1. Technical Field
The invention relates to transistors of a semiconductor device and methods of forming the same, and more particularly, to transistors of a semiconductor device having a punchthrough protection layer and methods of forming the same.
2. Discussion of the Related Art
Generally, a transistor includes a word line pattern, source/drain regions and a channel region. The channel region is disposed in the semiconductor substrate under the word line pattern, and the source/drain regions are disposed in the semiconductor substrate so that they overlap the word line pattern. The word line pattern is also disposed on the semiconductor substrate along with the source/drain regions and the channel region. The channel region as well as the word line pattern are reduced in size with reduction of a design rule of a semiconductor device. This reduction tends to create problems, such as a punchthrough between the source and the drain region, as explained below.
To cope with these problems, there has been much research on the semiconductor device to improve characteristics in spite of the reduction of the design rule. One research effort proposes a transistor including a channel-portion hole disposed in the semiconductor substrate, and a word line pattern filling the channel-portion hole. The channel-portion hole has a trench shape. The word line pattern provides a channel region along the semiconductor substrate defining the channel-portion hole. The channel region around the channel-portion hole is longer in length than that of the channel region under the word line pattern on the semiconductor substrate.
However, although the transistor having the channel-portion hole can increase an integration degree of a semiconductor device with the increase of the length of the channel region, a punchthrough between the source region and the drain region associated with the reduction of the design rule is not improved. This is because the reduction of the design rule of the semiconductor device decreases a diameter of the channel-portion hole and concurrently decreases the distance between the source region and the drain region along the channel region around the channel-portion hole. Therefore, the transistor having the channel-portion hole requires a method of improving the punchthrough of the source and the drain regions.

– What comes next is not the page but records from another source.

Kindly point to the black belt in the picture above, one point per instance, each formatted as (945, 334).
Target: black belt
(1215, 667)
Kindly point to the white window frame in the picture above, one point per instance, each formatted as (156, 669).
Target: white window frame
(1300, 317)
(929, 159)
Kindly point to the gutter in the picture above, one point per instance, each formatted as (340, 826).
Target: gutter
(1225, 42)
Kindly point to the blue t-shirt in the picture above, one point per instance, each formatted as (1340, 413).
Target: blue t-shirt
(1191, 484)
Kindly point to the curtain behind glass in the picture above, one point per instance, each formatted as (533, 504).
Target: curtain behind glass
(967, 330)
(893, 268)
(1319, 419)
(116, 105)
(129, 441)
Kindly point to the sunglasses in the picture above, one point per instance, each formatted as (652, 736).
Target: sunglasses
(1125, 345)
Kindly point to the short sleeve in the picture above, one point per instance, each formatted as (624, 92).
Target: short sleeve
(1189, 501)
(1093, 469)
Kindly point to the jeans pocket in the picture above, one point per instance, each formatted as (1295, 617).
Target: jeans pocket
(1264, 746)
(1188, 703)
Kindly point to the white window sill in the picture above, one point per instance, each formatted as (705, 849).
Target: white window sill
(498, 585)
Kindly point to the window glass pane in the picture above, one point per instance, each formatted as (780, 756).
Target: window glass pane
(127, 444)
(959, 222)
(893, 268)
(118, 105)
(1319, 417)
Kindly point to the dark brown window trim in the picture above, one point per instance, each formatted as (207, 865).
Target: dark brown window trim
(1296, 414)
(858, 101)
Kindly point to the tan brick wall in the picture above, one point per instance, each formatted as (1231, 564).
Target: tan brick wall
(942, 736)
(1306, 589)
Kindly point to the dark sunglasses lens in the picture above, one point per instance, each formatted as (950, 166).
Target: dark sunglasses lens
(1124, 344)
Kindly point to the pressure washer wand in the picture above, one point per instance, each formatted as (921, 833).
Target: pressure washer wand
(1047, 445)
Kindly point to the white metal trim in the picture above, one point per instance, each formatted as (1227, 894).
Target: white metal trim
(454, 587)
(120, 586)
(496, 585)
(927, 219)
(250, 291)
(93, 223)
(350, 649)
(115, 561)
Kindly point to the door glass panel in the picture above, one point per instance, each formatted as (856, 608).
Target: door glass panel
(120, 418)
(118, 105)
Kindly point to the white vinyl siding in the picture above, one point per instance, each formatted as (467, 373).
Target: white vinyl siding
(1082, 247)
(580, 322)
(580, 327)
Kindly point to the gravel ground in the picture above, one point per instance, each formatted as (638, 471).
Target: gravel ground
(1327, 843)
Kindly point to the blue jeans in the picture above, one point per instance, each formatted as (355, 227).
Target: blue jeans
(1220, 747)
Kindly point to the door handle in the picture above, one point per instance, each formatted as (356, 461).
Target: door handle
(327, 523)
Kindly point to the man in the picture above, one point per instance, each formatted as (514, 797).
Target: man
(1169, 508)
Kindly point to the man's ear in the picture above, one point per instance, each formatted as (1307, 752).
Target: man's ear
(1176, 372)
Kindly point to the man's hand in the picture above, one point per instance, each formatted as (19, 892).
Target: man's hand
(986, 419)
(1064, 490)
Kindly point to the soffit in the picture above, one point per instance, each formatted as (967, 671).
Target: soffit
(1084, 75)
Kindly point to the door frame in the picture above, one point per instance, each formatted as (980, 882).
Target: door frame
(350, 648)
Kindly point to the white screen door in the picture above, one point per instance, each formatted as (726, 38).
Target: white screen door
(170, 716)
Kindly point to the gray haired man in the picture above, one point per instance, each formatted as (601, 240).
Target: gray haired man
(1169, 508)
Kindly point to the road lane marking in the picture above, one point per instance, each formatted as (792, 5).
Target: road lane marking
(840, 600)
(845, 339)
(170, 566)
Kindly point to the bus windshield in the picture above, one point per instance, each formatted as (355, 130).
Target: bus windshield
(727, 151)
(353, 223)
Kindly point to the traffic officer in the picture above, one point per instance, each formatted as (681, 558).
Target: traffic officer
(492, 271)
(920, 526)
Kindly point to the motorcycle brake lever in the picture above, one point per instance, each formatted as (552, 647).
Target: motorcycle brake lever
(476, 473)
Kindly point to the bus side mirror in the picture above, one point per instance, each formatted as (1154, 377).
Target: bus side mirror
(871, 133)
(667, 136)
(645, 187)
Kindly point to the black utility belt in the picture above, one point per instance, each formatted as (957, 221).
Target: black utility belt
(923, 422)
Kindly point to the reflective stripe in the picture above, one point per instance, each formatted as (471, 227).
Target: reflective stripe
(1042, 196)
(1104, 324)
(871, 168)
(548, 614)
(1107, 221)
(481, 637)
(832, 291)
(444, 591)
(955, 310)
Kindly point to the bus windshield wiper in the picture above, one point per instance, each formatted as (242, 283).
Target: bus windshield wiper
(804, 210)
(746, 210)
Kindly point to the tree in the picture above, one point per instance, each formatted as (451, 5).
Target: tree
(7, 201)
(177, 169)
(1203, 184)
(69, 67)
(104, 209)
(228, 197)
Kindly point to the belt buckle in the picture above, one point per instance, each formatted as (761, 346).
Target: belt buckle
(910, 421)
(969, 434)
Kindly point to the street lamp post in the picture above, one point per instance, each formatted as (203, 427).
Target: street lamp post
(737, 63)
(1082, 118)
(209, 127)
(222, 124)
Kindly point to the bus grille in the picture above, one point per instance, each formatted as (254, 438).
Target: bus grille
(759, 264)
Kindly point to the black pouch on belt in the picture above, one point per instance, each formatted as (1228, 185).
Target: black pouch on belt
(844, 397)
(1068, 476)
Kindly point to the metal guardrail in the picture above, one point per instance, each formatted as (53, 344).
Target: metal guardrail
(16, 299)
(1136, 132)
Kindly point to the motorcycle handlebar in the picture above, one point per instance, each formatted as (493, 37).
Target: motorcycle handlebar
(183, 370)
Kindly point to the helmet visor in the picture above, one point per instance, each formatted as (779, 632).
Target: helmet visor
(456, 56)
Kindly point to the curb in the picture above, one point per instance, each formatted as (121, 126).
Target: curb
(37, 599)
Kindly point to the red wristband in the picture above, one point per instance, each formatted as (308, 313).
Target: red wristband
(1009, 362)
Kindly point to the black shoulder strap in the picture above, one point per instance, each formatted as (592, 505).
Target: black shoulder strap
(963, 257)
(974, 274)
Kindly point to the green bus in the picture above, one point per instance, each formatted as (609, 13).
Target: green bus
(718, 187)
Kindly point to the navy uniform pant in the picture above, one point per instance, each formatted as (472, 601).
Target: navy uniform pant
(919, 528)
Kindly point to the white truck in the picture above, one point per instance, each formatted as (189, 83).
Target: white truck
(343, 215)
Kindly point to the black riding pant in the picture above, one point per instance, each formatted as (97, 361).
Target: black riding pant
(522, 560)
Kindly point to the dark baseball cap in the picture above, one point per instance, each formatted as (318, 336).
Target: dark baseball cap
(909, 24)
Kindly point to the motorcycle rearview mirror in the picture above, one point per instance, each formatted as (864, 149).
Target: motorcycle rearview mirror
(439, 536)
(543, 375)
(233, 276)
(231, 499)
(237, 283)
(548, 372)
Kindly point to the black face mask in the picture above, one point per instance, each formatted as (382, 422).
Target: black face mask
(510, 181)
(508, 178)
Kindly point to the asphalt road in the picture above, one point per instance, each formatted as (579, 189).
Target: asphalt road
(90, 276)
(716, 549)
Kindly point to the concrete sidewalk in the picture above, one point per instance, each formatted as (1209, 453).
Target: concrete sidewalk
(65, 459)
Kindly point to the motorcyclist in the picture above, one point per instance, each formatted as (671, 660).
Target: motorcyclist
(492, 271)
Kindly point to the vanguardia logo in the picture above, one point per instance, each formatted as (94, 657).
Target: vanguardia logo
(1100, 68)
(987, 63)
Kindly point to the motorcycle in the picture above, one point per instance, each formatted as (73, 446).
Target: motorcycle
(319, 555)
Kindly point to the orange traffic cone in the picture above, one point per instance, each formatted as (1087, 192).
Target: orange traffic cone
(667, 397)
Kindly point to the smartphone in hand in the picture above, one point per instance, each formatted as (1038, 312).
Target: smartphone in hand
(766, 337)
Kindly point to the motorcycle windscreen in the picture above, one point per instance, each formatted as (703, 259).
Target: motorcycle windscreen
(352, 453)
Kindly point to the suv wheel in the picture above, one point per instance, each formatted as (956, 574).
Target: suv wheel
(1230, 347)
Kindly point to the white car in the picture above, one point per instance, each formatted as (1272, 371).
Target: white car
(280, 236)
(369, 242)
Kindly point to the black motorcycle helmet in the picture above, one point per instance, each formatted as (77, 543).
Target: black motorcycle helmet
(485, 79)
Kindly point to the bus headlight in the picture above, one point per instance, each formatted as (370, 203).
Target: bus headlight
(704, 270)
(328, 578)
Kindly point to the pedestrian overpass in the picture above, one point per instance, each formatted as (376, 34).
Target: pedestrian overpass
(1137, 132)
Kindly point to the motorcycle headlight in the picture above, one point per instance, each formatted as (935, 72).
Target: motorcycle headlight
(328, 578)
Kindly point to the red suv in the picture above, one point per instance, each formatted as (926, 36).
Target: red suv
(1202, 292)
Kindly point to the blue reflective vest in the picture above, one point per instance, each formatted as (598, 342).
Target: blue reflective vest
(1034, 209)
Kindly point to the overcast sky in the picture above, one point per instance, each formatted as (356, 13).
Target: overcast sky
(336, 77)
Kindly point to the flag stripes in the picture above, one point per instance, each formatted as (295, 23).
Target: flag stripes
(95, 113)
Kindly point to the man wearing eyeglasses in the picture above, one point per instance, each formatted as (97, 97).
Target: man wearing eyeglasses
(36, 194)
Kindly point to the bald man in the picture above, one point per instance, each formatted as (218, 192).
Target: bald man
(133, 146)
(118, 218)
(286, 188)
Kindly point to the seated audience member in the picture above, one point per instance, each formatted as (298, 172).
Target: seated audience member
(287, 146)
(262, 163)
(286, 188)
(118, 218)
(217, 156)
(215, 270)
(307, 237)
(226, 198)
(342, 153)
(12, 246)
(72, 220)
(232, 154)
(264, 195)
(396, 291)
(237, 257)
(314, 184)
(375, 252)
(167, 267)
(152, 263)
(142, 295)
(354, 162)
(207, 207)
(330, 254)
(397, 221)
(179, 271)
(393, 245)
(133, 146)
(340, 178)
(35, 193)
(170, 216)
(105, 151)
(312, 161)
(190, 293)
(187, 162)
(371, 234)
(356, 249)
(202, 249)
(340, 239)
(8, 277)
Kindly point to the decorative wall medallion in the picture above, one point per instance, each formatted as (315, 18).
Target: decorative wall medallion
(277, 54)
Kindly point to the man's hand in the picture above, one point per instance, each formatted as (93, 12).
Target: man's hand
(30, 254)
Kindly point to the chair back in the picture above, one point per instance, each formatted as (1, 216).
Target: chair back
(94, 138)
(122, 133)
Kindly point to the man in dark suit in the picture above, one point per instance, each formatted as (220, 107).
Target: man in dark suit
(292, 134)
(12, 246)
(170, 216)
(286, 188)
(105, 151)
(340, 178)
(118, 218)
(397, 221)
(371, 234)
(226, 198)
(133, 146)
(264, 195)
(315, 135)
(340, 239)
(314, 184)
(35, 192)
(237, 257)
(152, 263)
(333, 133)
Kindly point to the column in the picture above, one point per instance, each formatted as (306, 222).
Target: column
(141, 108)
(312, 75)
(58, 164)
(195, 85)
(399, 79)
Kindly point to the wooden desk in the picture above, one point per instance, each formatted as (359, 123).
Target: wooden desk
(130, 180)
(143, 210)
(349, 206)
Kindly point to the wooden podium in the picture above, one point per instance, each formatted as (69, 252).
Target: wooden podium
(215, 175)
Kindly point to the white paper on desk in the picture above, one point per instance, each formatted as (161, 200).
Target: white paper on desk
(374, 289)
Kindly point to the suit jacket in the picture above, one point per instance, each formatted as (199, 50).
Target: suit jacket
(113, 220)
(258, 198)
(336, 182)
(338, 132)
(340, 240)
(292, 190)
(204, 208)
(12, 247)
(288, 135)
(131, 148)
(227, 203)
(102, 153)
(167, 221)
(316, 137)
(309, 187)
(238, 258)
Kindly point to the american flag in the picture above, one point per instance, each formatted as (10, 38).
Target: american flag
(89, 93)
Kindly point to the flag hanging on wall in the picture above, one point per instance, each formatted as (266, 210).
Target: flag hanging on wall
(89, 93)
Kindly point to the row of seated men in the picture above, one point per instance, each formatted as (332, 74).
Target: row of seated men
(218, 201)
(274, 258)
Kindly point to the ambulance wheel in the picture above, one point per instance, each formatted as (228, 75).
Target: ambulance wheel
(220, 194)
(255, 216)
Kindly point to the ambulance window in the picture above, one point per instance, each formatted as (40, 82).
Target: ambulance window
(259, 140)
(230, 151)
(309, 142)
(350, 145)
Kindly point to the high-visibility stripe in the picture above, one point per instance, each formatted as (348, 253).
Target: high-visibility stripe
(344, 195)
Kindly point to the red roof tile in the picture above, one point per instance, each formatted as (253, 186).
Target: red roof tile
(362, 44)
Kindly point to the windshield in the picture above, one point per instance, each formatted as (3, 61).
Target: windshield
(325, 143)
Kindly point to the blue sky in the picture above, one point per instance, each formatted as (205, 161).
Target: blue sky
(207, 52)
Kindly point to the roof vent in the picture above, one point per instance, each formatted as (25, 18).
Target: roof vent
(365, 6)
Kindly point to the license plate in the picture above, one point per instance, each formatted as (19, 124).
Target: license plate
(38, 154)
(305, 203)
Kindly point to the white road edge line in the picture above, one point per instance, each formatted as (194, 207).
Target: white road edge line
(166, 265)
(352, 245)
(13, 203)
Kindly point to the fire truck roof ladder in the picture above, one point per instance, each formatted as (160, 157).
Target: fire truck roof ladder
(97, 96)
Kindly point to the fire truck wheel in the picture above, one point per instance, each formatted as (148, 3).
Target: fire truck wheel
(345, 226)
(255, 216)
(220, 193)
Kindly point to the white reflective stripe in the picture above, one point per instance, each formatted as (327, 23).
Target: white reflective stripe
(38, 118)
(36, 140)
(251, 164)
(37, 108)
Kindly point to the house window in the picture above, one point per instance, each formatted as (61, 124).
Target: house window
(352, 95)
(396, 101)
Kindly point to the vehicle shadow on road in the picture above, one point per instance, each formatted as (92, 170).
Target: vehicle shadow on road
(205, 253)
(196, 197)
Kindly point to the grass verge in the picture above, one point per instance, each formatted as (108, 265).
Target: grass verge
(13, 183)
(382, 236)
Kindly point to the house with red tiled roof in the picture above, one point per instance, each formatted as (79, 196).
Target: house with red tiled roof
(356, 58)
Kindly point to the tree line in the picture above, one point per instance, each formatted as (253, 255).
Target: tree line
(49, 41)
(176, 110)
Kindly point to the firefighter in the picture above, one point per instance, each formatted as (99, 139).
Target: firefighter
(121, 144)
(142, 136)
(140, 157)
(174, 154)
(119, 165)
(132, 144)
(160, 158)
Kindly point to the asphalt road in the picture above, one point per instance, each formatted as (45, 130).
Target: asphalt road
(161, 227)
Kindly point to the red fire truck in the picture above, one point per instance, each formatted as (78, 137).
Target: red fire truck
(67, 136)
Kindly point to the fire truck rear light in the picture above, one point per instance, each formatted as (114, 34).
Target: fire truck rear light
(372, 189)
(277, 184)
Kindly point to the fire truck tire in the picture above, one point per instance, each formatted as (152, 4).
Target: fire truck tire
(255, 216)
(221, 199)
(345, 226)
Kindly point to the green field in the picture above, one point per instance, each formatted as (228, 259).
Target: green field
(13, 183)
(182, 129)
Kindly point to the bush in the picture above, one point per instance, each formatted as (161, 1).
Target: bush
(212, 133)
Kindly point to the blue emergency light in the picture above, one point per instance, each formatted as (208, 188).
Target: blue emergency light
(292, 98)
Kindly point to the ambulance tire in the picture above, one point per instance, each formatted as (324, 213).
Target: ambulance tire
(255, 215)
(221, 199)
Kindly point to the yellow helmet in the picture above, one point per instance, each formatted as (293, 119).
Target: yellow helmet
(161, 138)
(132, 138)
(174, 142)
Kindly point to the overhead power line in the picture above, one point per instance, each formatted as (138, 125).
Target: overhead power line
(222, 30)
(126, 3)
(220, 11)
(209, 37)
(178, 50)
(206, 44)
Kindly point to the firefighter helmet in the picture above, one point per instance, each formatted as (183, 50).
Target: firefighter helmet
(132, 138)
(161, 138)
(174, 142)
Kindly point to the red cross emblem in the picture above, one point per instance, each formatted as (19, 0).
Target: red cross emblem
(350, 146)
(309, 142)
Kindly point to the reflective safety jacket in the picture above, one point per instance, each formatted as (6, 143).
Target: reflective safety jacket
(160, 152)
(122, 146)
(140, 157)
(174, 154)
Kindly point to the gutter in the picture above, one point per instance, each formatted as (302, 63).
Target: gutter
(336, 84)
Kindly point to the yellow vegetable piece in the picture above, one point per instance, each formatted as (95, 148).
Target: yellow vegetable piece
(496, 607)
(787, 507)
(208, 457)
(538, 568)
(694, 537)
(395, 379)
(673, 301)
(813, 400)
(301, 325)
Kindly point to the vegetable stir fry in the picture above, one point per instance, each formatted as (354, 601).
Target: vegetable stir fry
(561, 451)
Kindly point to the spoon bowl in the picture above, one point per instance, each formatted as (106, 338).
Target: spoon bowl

On the other hand, U.S. Pat. No. 6,423,618 to Ming-Jang Lin, et al. (the '618 patent) discloses methods of manufacturing a trench gate structure.
According to the '618 patent, the method includes sequentially forming an epitaxial layer, and a first and a second dielectric layer on a semiconductor substrate. The epitaxial layer has a base region and a source region overlapping the base region. A trench is formed in the epitaxial layer to sequentially penetrate the source and the base regions along with the second and the first dielectric layers.
The method includes forming a third dielectric layer at a lower portion of the trench, and forming a gate oxide layer conformably covering the trench. A polysilicon layer is formed on the second dielectric layer to conformably cover the trench, and a fourth dielectric layer is formed on the polysilicon layer to fill the trench. Subsequently, the fourth dielectric layer and the polysilicon layer are partially removed so that the base region has the same level as the fourth dielectric layer and the polysilicon layer.
However, the method includes performing an etching process on the epitaxial layer to form a transistor having a trench gate structure. The transistor may have an unstable interfacial state along the epitaxial layer defining the trench due to the etching process. The unstable interface of the epitaxial layer becomes a part of a channel region of the transistor, thereby causing a leakage current during the operation of the semiconductor device. Further, the method discloses a method of forming a transistor using different oxide layers on a bottom and a sidewall of the trench as the gate oxide layer, but the oxide layers inside the trench may increase the leakage current and decrease a breakdown voltage of the gate oxide layer due to the different oxide layers.